The team captured examples of this unusual nanoscale performance on video.
This self-assembling bridge process, which may someday be used to connect electronic medical devices to living cells, was reported by the team recently in the journal Nature Nanotechnology.
To describe this process, senior author Rebecca Schulman, an assistant professor of chemical and biomolecular engineering in the university’s Whiting School of Engineering, referred to a death-defying stunt shown in the movie “Man on Wire.” The film depicted Philippe Petit’s 1974 high-wire walk between the World Trade Center’s Twin Towers.
Schulman pointed out that the real-life crossing could not have been accomplished without a critical piece of old-fashioned engineering: Petit’s hidden partner used a bow and arrow to launch the wire across the chasm between the towers, allowing it to be secured to each structure.
“A feat like that was hard to do on a human scale,” Schulman says. “Could we ask molecules to do the same thing? Could we get molecules to build a ‘bridge’ between other molecules or landmarks on existing structures?”
The paper’s lead author, Abdul Mohammed, a postdoctoral fellow in Schulman’s lab, used another analogy to describe the molecular bridge-building feat they demonstrated at the nanoscale level. “If this process were to happen at the human scale,” Mohammed says, “it would be like one person casting a fishing line from one side of a football field and trying to hook a person standing on the other side.”
To accomplish this task, the researchers turned to DNA nanotubes. These microscopic building blocks, formed by short sequences of synthetic DNA, have become popular materials in the emerging nanotechnology construction field. The sequences are particularly useful because of their ability to assemble themselves into long, tube-like structures known as DNA nanotubes.
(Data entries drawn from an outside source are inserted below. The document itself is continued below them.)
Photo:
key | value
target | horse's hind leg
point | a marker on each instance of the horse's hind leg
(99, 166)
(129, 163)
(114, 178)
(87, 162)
In the Johns Hopkins study, these building blocks attached themselves to separate molecular anchor posts, representing where the connecting bridge would begin and end. The segments formed two nanotube chains, each one extending away from its anchor post. Then, like spaghetti in a pot of boiling water, the lengthening nanotube chains wriggled about, exploring their surroundings in a random fashion. Eventually, this movement allowed the ends of the two separate nanotube strands to make contact with one another and snap together to form a single connecting bridge span.
To learn more about how this process occurs, the researchers used microscopes to watch the nanotubes link to their molecular landmarks, which were labeled with different colored fluorescent dyes and attached to transparent glass. The team’s video equipment also captured the formation of nanotubes spans, as the two bridge segments lengthened and ultimately connected. Completion of each nanoscale bridge in the accompanying example took about six hours, but the team’s videos were sped up significantly to enable a more rapid review. Depending on how far apart the molecular anchor posts were located, the connection process took anywhere from several hours to two days.
The ability to assemble these bridges, the researchers say, suggests a new way to build medical devices that use wires, channels or other devices that could “plug in” to molecules on a cell’s surface. Such technologies could be used to understand nerve cell communication or to deliver therapeutics with unprecedented precision. Molecular bridge-building, the researchers said, is also a step toward building networked devices and “cities” at the nanoscale, enabling new components of a machine or factory to communicate with one another.
John Zenk, who recently received his Ph.D. at Johns Hopkins, and Petr Šulc, a postdoctoral fellow at Rockefeller University, were co-authors on this study. This research was supported by DOE grant DE-SC0010595, which provided money for materials, supplies and computing time; NSF CAREER award 125387; and the Simons Foundation, which supported Sulc.